In July, Mr. Cross, who is currently president of the Jets, will take over Related’s development team for the 26-acre site, which sits on both sides of 11th Avenue between 30th and 33rd Streets.
In a statement, Related’s chairman and chief executive, Stephen M. Ross, praised Mr. Cross’s familiarity with the railyards site, which is enormously complex. Mr. Cross led the stadium effort for the Jets.
Before new buildings can go up, the developer must build massive and costly platforms over the yards, even as Long Island Rail Road trains continue to operate on the tracks.
Related has proposed to build 12 million square feet of office towers, apartment buildings and parks on top of the platforms.
The Jets deal came apart in June 2005, when state legislative leaders refused to give it their support. It had long been a priority of Mayor Michael R. Bloomberg and its defeat was a heavy blow to his agenda.
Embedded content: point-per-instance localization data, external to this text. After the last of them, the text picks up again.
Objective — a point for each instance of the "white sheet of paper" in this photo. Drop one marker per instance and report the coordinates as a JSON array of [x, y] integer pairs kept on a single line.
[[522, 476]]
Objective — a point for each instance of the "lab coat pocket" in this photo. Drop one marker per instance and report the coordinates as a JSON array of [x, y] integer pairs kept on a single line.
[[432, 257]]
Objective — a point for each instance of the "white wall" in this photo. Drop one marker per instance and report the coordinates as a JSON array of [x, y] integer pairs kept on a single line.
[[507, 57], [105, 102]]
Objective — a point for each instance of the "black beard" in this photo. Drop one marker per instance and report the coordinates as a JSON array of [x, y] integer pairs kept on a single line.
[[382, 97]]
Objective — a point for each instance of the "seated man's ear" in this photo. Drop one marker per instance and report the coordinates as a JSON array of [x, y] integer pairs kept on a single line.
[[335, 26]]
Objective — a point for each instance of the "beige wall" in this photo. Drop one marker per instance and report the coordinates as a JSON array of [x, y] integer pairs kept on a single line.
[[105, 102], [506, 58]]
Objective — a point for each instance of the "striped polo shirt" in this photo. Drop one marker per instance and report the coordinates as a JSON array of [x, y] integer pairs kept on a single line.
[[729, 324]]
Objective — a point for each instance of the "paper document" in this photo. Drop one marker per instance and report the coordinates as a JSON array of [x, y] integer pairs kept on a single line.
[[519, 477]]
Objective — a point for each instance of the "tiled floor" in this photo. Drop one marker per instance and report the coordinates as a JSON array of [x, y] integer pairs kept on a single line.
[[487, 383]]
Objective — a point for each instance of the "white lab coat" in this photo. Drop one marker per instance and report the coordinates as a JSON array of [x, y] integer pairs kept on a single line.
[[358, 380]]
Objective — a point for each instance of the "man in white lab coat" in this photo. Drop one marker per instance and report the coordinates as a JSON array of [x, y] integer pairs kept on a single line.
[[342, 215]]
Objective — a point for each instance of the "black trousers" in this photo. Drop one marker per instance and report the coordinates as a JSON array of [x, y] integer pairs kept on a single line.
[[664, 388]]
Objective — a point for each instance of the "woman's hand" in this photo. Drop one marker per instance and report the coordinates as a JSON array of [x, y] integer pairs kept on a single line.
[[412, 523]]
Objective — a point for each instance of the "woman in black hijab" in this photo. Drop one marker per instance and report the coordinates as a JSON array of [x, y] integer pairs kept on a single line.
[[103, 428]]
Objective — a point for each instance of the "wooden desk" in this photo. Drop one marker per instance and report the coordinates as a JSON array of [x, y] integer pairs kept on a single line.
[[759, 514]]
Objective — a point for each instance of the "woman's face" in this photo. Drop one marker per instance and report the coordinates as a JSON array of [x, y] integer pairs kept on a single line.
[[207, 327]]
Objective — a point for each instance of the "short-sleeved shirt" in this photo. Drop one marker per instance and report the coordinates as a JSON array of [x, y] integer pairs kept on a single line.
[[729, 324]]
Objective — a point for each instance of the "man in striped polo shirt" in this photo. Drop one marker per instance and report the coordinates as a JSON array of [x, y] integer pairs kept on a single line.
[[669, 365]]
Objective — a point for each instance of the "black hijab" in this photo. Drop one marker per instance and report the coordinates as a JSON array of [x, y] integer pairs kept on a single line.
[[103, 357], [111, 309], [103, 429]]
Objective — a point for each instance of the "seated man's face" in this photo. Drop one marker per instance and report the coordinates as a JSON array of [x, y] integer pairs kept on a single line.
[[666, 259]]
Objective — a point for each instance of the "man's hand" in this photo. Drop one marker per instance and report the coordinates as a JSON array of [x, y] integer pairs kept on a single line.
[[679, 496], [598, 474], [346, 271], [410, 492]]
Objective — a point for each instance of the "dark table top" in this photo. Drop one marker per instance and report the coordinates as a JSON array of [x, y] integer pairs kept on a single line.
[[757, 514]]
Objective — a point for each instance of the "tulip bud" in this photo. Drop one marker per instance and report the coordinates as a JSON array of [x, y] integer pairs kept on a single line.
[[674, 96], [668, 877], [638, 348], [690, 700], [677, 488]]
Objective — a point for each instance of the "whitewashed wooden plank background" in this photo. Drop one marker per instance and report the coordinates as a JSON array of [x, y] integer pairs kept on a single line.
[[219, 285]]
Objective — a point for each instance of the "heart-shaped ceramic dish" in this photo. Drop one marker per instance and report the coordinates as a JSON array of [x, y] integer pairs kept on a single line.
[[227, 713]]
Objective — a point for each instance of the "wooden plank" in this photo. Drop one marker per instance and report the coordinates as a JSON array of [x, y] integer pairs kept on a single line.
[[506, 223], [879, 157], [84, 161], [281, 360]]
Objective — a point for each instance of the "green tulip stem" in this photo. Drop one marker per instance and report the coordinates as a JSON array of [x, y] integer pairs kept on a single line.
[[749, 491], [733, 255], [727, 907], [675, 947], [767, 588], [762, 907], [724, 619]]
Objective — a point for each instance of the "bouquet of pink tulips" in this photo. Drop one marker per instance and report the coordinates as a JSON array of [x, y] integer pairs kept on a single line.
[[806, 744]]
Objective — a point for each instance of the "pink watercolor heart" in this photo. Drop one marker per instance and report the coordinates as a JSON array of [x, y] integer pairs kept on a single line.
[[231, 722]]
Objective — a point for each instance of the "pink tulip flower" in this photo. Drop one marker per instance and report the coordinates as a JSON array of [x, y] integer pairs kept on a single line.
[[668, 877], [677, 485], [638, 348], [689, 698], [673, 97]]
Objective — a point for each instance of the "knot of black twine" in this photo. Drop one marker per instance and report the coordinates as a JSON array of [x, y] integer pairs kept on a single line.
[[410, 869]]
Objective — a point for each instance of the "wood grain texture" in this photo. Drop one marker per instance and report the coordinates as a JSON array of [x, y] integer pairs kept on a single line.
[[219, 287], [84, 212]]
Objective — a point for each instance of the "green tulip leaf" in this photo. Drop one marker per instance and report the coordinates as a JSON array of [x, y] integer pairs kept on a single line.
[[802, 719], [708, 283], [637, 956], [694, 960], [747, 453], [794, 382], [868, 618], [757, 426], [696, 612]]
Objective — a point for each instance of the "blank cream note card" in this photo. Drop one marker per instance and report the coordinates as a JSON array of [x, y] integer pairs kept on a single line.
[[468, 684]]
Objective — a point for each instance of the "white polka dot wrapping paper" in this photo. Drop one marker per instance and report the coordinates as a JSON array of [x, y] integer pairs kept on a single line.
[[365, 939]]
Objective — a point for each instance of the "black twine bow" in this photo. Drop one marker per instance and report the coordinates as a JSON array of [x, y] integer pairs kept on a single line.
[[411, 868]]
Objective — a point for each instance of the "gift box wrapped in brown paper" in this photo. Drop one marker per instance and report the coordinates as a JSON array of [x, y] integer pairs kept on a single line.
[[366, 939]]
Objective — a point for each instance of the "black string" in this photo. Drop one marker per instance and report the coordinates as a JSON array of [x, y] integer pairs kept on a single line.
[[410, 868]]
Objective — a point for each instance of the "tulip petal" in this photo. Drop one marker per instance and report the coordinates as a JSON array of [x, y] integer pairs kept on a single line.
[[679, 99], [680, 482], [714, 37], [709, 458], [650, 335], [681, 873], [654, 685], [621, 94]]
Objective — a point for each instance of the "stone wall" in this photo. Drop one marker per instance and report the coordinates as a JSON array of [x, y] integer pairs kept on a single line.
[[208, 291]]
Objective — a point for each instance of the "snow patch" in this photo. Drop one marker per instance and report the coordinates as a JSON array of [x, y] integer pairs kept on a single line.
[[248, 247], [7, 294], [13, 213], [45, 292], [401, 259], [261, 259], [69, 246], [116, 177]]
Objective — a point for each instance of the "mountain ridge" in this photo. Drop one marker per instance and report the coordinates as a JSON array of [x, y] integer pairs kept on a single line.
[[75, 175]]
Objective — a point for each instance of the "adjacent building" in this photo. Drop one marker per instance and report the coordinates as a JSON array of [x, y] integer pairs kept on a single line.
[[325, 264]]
The stadium had also featured prominently in the city’s proposal to host the 2012 Olympics; without it, the Olympics bid was severely weakened and ultimately failed.
Tom K. Wright, the executive director of the Regional Plan Association, which opposed the stadium project but supports the transportation authority’s development plans for the site, said that Mr. Cross was a good choice because he knows the area.
“I thought he was a very good spokesperson for the Jets, did a very good job of presenting it and in particular he never burned any bridges with anybody,” Mr. Wright said. “Even having debated him publicly and privately on it, it was always just about the issues. It was never personal. In many ways it makes enormous sense to snap him up.”
In signing on with Related Mr. Cross will join another alumnus of the stadium wars. Jay Kriegel, the former executive director of the Olympics bid, works for the developer as a senior adviser.